And only the other evening I sat at dinner next to the Dowager Countess. Heavens! what a beautiful creature she still is, with her prematurely white hair and her long thick neck!
And after dinner we talked of Barty—she with that delightful frankness that always characterized her through life, I am told:
"Dear Barty Josselin! how desperately in love I was with that man, to be sure! Everybody was—he might have thrown the handkerchief as he pleased in Riffrath, I can tell you, Sir Robert! He was the handsomest man I ever saw, and wore a black pork‑pie hat and a little yellow Vandyck beard and mustache; just the color of Turkish tobacco, like his hair! All that sounds odd now, doesn't it? Fashions have changed—but not for the better! And what a figure! and such fun he was! and always in such good spirits, poor boy! and now he's dead, and it's one of the greatest names in all the world! Well, if he'd thrown that handkerchief at me just about then, I should have picked it up—and you're welcome to tell all the world so, Sir Robert!"

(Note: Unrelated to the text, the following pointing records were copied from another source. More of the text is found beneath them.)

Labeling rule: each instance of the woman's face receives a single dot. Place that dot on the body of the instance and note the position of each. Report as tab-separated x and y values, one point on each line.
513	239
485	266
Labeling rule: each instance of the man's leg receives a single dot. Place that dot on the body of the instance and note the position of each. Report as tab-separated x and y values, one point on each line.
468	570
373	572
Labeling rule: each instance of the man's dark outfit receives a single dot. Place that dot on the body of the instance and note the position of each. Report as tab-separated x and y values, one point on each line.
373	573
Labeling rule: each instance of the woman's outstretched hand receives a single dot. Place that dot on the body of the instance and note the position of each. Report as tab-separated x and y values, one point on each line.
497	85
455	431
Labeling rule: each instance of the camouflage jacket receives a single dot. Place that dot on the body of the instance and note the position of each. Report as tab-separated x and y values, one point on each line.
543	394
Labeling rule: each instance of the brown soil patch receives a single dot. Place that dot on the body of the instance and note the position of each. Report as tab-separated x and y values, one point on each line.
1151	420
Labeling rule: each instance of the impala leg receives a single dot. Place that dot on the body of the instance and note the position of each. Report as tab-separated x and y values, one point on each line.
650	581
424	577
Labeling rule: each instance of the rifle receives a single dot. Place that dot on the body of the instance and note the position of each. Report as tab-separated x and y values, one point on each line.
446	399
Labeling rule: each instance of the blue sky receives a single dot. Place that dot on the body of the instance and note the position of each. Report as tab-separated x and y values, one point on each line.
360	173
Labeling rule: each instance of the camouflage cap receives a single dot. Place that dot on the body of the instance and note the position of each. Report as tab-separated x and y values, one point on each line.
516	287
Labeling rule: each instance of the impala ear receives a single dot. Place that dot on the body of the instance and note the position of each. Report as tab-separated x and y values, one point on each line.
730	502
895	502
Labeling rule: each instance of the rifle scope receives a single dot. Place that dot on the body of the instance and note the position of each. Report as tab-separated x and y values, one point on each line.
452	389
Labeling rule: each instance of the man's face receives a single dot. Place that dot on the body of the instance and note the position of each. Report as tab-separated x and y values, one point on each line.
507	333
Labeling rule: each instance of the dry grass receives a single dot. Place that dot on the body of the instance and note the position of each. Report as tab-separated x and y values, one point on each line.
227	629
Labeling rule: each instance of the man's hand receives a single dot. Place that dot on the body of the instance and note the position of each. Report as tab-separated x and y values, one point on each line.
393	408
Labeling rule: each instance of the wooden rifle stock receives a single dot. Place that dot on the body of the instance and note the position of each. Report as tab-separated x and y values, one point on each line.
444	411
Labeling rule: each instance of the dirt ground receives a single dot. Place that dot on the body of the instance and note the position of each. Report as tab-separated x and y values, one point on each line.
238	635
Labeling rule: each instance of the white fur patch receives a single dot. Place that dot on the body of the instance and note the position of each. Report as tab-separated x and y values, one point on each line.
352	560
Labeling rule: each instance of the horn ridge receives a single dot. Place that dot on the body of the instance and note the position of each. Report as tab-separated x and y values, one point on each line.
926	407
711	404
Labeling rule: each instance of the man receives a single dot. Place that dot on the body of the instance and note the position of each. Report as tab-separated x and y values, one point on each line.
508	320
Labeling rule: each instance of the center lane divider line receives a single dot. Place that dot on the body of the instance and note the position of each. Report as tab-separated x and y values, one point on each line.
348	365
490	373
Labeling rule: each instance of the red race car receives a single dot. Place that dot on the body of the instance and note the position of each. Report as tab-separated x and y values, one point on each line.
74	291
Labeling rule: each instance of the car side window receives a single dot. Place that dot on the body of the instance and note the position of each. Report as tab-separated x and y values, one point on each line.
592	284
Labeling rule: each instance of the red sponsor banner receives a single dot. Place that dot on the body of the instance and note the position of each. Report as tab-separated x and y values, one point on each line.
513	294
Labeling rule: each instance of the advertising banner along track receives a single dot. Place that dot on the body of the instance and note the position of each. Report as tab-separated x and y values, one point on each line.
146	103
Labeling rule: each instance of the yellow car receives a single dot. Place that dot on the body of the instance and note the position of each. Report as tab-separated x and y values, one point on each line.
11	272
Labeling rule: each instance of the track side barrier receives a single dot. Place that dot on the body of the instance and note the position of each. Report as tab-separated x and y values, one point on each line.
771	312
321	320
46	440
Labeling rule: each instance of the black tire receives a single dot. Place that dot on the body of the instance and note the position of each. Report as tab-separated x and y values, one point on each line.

And next day I got a kind and pretty little letter:
"Dear Sir Robert,—I was quite serious last night. Barty Josselin was _mes premières amours_! Whether he ever guessed it or not, I can't say. If not, he was very obtuse! Perhaps he feared to fall, and didn't feel fain to climb in consequence. I all but proposed to him, in fact! Anyhow, I am proud my girlish fancy should have fallen on such a man!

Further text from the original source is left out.